Far Away is Close at Hand in Images of Elsewhere, a new exhibition by artist Stanley Donwood, opens at The Outsiders gallery in Soho, London next Friday.

Donwood is perhaps best known for his work with Radiohead and Thom Yorke – he has created the artwork for Radiohead’s albums stretching back to OK Computer, as well as for all of Yorke’s solo projects. This show will feature paintings created for The King of Limbs, Radiohead’s 2011 album, as well as ink and pencil pieces Donwood made for Holloway, a book published by Faber and Faber earlier this year. Alongside these will be new works, such as Nether, shown above.

Blackdown Cloud

Vaporised Wait

Vaporised Holloway

The Holloways series includes woodcut prints and large works on paper. Holloway lanes are characterised by an over-arching avenue of fauna that creates a natural tunnel effect. “In the lead up to making these pieces I became fascinated with the idea of a cathedral of sound,” says Donwood. “I was working with Radiohead on the record that was to become The King of Limbs, and my early hearings of the music seemed to suggest an over-arching canopy of detail.

“I had a kind of memory that the fluted columns and ceiling tracery of medieval churches owed its inspiration to the northern forests of Europe; the tall tree trunks, the interlaced branches above, the majesty of the woods. I wanted to take this caged spirit of the trees back into the forests, where sounds were free and untethered by religion, where the spreading branches supported the sky, not the roof of a church. I began to paint trees, bright, coloured trees, through which dark mists could percolate.”
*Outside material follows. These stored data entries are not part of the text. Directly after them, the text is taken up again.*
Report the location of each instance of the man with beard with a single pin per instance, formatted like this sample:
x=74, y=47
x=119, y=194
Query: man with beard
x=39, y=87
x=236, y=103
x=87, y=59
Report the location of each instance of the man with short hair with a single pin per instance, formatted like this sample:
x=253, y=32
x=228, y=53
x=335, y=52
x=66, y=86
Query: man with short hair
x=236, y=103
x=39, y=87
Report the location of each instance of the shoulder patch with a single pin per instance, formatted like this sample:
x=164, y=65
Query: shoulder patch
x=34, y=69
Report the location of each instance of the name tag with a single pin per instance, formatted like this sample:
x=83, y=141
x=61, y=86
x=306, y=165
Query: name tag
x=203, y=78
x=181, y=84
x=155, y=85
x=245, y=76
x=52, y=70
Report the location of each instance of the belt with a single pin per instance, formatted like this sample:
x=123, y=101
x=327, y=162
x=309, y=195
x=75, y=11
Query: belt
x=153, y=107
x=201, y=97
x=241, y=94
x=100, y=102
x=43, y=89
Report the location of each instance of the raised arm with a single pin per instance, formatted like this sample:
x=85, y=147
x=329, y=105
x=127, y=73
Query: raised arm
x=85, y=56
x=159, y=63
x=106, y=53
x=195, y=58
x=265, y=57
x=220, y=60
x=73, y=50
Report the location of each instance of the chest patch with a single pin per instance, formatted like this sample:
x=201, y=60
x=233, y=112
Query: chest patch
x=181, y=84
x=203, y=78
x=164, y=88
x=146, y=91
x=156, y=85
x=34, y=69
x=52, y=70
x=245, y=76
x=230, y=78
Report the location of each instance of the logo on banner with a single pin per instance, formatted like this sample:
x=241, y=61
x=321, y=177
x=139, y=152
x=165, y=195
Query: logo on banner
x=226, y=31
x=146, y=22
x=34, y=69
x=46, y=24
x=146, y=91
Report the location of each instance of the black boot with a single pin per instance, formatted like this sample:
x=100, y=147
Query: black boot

While working on the Holloway book, Donwood slept overnight under some of the canopies in south Dorset, most of which have since been cut down. He then drew the canopies from memory back at his studio.

Friday Woods

Hurt Hill

The two paintings above were featured as part of The Kings of Limbs artwork. For the show, Donwood has decided to frame all the works in ash wood. “The ash is Yggdrasil, central to pre-Christian Norse mythology, which I alluded to in the artwork for The King of Limbs,” he says. “The ash tree is currently under dire threat from a disease called, imaginatively enough, ash die-back.”

Of the show’s title, he says: “It’s a very beautiful sentence to my mind, suggesting both positive and negative sentiments; in fact, it’s a very sentimental expression. And this exhibition is also, maybe, my most sentimental yet. Give me a few more years and I’ll be painting fluffy puppies or something.”

The exhibition at The Outsiders will run from September 20 until October 19, more info on the gallery is at theoutsiders.net. Stanley Donwood also posts new projects and general musings to his blog, slowlydownward.com.